The commandant added that over the past year leaders have been “trying to change a culture that didn’t start a year ago, and social media is something that’s across the country.”

“I’m not responsible for the rest of the country, but I think we should all be concerned with some of the negative things that happen on social media,” Neller said. “So we continue to monitor it. We still continue to pay attention. We continue to hold people accountable, no matter what their rank or status is. And that’s the bottom line. We’re all accountable and if we’re aware of an allegation, we’re going to investigate it. And if it’s substantiated, the individuals involved will be held accountable.”

Spencer added that the services “do hold ourselves in a higher level than the American public, because we are the military that represents the country going forward.”

“But having seen the resources and the products that we have in place to battle this cancerous issue, I will entertain sharing that with any college, university or company that wants to see what we’re doing, because I believe we have one of the best products out there,” the secretary said.

Asked if any Marines had been disciplined under social media policy released last year against cyberbullying, Neller didn’t immediately have numbers yet stressed that it’s not about “hanging scalps” but “respect.”

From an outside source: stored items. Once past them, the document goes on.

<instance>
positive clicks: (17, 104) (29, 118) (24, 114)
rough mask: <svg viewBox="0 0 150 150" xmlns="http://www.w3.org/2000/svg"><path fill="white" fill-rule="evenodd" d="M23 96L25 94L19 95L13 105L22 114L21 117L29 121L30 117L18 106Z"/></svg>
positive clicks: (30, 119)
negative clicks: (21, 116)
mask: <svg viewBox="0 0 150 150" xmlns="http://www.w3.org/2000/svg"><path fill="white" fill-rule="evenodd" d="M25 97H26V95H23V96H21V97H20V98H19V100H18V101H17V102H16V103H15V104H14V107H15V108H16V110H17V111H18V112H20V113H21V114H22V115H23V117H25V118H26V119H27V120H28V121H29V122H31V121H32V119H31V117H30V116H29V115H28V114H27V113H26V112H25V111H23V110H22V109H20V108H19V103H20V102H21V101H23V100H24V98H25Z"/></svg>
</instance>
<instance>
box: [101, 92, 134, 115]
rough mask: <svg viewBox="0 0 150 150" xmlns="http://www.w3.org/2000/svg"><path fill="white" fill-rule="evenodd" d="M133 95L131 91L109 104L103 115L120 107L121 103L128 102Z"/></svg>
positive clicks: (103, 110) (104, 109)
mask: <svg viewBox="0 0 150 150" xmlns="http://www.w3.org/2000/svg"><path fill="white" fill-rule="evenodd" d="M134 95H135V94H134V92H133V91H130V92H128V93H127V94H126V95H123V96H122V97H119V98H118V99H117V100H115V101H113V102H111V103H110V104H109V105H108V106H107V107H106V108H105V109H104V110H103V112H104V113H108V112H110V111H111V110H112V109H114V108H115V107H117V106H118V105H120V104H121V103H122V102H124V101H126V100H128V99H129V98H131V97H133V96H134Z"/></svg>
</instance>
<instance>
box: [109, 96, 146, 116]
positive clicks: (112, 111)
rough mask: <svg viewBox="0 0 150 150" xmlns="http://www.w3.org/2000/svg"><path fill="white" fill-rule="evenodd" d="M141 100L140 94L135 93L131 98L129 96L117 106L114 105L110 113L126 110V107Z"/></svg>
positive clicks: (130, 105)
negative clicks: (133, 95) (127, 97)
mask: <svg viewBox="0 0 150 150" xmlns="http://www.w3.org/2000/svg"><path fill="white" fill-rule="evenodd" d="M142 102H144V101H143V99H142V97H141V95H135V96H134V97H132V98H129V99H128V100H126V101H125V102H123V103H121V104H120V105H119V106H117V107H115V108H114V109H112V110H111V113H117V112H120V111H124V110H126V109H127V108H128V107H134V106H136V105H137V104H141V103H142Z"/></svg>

“It’s about recognition of a Marine is a Marine. You’re evaluated based on your performance as a Marine,” he said. “…We have to teach people that there’s a — we have a different standard for your behavior and your conduct. And if they don’t understand it, then they’re going to have to be held accountable and if necessary, they’re going to leave.”

Richardson added that there’s “a cultural change that we’re trying to create, where if you’re going to depend on your teammate, your shipmate for your life, that’s the thing that should really drive behavior, mutual respect.”

“We’ve really aimed our signature behavior program at the small-unit level, small-unit leaders,” the admiral said. “That’s where we think there’s going to be potential for a lot of progress, and so that’s — just completely support the commandant’s approach there.”